Это был шаг к третьей поэтике Зощенко, в которой на смену сказу приходит прямое авторское слово, на смену смеху — лирика и даже патетика, на смену короткому рассказу — большие, монументальные формы, книги, составленные, впрочем, из кирпичиков коротких текстов.
«Видел Зощенку. Лицо сумасшедшее, самовлюбленное, холеное. „Ой, К. И., какую вэликолепную книгу я пишу. Книга — `Декамерон` — о любви, коварстве, и еще о чем-то. Какие эпиграфы! Какие цитаты!“», — отмечает К. Чуковский в дневнике 12 января 1934 года[25].
Так начиналась «Голубая книга» (1934–1935), воспринимавшаяся писателем как его главный труд, открытие и откровение.
«Все, что раньше писал, оказались черновые наброски к этой книге, — предвкушал Зощенко. — В общем, мир ахнет и удивится моей новой фантазии»[26].

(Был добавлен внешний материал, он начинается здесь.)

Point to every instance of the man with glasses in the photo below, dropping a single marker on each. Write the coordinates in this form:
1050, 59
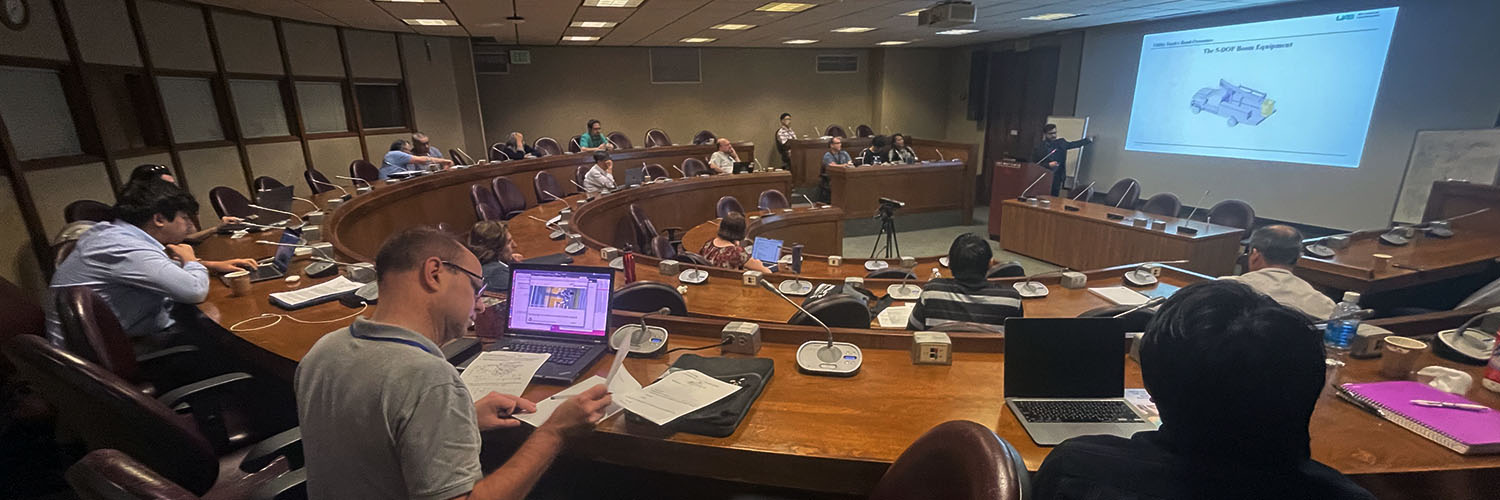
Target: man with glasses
383, 413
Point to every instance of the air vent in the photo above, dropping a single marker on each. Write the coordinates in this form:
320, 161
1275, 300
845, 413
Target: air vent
675, 66
837, 63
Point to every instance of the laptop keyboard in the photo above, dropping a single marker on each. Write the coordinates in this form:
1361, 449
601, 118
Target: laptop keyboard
561, 355
1077, 412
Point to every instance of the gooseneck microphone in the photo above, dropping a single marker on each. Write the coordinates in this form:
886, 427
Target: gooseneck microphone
822, 358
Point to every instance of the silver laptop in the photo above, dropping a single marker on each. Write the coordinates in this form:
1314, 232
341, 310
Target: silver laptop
1065, 377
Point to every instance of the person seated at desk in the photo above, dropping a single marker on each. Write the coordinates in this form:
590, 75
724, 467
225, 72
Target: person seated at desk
600, 177
594, 140
491, 242
399, 159
876, 153
902, 153
725, 158
968, 301
386, 416
1235, 376
516, 147
138, 263
1274, 251
725, 251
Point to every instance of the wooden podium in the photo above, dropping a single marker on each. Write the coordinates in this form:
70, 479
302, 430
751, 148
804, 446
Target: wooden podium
1008, 180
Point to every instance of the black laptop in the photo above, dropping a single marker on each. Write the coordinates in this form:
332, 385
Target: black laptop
563, 311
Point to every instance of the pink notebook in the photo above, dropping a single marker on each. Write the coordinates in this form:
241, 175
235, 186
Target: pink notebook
1464, 431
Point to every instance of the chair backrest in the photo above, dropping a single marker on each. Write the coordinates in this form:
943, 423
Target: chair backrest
773, 200
362, 168
1010, 269
486, 206
548, 146
317, 182
704, 137
105, 412
1124, 194
1163, 203
266, 182
507, 194
621, 141
693, 167
836, 311
957, 460
1233, 213
657, 138
228, 201
728, 204
543, 183
87, 210
648, 296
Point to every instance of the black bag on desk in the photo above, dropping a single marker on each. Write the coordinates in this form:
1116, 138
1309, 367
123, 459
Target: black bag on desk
723, 416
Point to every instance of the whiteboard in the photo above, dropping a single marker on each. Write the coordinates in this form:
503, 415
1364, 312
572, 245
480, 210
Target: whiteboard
1439, 155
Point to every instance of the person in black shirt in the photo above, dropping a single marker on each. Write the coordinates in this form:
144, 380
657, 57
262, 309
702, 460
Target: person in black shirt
1235, 376
1052, 153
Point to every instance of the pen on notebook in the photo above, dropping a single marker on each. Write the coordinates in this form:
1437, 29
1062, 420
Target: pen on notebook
1445, 404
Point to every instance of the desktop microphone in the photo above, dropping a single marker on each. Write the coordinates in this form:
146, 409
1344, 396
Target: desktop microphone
822, 358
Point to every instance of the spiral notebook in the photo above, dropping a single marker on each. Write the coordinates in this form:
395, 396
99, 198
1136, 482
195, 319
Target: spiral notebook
1463, 431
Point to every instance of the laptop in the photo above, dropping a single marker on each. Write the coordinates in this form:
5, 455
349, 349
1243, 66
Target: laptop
563, 311
1065, 377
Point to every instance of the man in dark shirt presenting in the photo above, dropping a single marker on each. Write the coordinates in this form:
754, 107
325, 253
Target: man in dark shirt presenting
1052, 153
1235, 376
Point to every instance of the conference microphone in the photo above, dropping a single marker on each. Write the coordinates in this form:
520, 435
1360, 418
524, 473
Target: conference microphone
822, 358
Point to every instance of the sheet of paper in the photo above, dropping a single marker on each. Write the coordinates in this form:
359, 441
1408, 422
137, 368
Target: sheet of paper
675, 395
317, 292
501, 371
896, 316
1121, 295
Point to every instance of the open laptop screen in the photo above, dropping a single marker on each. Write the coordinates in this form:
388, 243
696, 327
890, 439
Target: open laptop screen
560, 301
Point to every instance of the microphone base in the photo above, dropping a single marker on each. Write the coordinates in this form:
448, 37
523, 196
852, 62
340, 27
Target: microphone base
812, 358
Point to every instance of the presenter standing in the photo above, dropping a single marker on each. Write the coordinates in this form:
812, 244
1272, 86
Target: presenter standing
1052, 153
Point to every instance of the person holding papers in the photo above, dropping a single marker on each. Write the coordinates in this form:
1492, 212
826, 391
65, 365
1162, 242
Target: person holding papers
386, 416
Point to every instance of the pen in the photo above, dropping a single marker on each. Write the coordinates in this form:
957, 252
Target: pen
1445, 404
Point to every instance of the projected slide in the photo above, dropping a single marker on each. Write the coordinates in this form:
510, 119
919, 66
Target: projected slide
1292, 90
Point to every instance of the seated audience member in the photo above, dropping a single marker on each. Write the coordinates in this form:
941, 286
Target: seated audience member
1274, 251
876, 153
594, 140
725, 251
386, 416
600, 177
900, 152
491, 242
138, 262
1235, 376
725, 158
516, 147
399, 159
968, 301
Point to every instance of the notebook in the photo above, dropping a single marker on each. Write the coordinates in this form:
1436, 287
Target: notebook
1463, 431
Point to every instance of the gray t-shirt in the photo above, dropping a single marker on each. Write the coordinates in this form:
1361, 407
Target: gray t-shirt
383, 418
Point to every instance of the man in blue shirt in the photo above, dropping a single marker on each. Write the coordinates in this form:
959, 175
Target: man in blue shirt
399, 159
138, 263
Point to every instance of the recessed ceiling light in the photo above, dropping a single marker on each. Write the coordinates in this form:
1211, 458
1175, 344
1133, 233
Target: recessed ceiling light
785, 6
1050, 17
431, 21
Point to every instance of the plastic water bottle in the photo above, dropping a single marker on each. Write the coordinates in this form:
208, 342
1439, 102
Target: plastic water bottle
1341, 332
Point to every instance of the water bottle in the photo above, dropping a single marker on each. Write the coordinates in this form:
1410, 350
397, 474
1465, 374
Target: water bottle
1341, 332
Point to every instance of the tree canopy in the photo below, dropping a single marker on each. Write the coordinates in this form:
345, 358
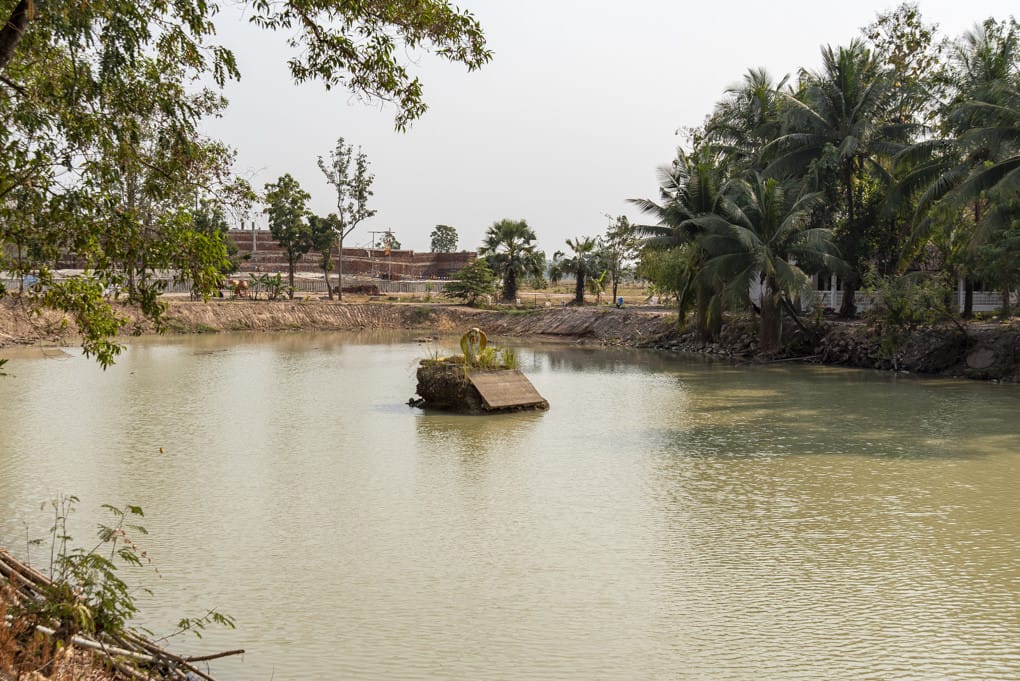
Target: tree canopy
101, 154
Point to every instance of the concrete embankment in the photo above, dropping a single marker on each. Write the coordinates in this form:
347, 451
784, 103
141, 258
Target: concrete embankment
987, 351
19, 326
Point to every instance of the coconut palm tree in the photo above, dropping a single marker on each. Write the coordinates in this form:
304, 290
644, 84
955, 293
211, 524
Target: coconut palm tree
584, 262
838, 133
748, 118
687, 188
760, 240
510, 250
957, 177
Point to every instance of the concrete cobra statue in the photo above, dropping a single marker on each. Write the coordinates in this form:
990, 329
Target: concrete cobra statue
472, 344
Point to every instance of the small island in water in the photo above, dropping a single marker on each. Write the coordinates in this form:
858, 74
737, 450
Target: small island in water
481, 380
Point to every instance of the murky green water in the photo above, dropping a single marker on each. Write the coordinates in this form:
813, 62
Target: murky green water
667, 519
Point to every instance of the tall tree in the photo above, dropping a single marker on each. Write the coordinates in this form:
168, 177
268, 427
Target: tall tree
619, 249
689, 188
954, 175
839, 127
444, 239
286, 204
511, 252
348, 172
760, 240
323, 238
78, 81
748, 119
583, 263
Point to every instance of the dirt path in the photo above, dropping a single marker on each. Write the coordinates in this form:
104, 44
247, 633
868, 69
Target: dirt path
603, 324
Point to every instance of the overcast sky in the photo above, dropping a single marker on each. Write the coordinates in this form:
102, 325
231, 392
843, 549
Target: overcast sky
578, 107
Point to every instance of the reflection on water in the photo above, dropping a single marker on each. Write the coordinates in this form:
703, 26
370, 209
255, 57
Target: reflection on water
666, 518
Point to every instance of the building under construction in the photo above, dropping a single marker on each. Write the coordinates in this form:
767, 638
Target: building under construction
258, 252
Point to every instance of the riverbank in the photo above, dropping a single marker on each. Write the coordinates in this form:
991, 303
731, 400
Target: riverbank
985, 351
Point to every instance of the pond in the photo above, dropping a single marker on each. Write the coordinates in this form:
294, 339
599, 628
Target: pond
668, 518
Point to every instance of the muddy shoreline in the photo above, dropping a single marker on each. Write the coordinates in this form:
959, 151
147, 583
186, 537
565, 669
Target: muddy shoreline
984, 351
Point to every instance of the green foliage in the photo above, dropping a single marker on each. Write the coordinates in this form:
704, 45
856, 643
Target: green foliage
492, 358
903, 305
348, 172
619, 249
84, 299
471, 283
86, 593
361, 46
444, 239
286, 205
512, 254
100, 118
998, 261
272, 284
388, 241
587, 262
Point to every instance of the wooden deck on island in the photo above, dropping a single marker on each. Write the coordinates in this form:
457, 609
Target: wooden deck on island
506, 389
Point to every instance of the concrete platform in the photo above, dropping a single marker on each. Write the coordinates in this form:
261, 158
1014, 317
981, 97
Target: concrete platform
506, 389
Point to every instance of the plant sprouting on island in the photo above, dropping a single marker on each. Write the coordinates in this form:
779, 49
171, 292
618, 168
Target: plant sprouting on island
348, 172
81, 598
512, 254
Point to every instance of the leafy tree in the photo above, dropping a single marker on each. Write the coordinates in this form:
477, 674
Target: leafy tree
760, 240
323, 237
839, 125
999, 261
955, 176
509, 247
471, 283
748, 119
286, 205
348, 172
389, 242
99, 119
619, 248
689, 188
585, 262
444, 239
906, 44
210, 219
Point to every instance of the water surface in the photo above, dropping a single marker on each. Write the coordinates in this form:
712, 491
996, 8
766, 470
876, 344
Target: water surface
666, 519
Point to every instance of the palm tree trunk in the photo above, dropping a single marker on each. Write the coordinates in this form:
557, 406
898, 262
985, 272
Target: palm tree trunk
768, 329
340, 268
968, 298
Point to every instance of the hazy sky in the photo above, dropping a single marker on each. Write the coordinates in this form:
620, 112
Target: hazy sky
578, 107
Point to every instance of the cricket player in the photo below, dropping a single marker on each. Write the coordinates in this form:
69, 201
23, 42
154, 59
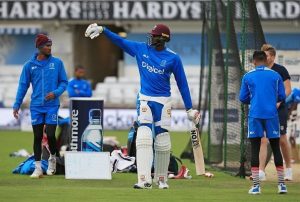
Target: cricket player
48, 79
78, 86
263, 88
283, 117
156, 63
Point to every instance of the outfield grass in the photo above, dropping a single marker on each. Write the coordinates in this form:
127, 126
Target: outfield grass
222, 187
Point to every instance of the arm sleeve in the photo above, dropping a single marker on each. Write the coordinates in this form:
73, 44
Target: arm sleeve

В 1935 году, уже после полной публикации, Зощенко напишет статью «О моей трилогии». «Возвращенная молодость» (1933), «Голубая книга» и задуманная новая книга (долгое время она будет именоваться «Ключи счастья») представлены здесь как части единого замысла.
Через год, на очередной дискуссии, его позиция будет уточнена, и новая книга будет противопоставлена прежней: «„Голубая книга“ в отличие от „Возвращенной молодости“ не является для меня книгой дискуссионной».
Действительно, внутри «психоаналитический дилогии» на автобиографической подкладке (речь о ней пойдет позже), в конце концов, оказалась вещь иной природы, традиции и структуры, в которой образ и документ, изображение и размышление, юмор и серьезность, история и современность сложились в нечто целое, оказались под одной — голубой — обложкой.
«„Голубая книга“ — это поиски жанра. Но это были не поиски ради поисков. Материал, составляющий книгу, был очень сложный — история и беллетристика. „Голубую книгу“ я делал как дом: сперва подвозил материал, а потом строил. Понадобилось очень много материала. Я завел картотеку с десятью отделами.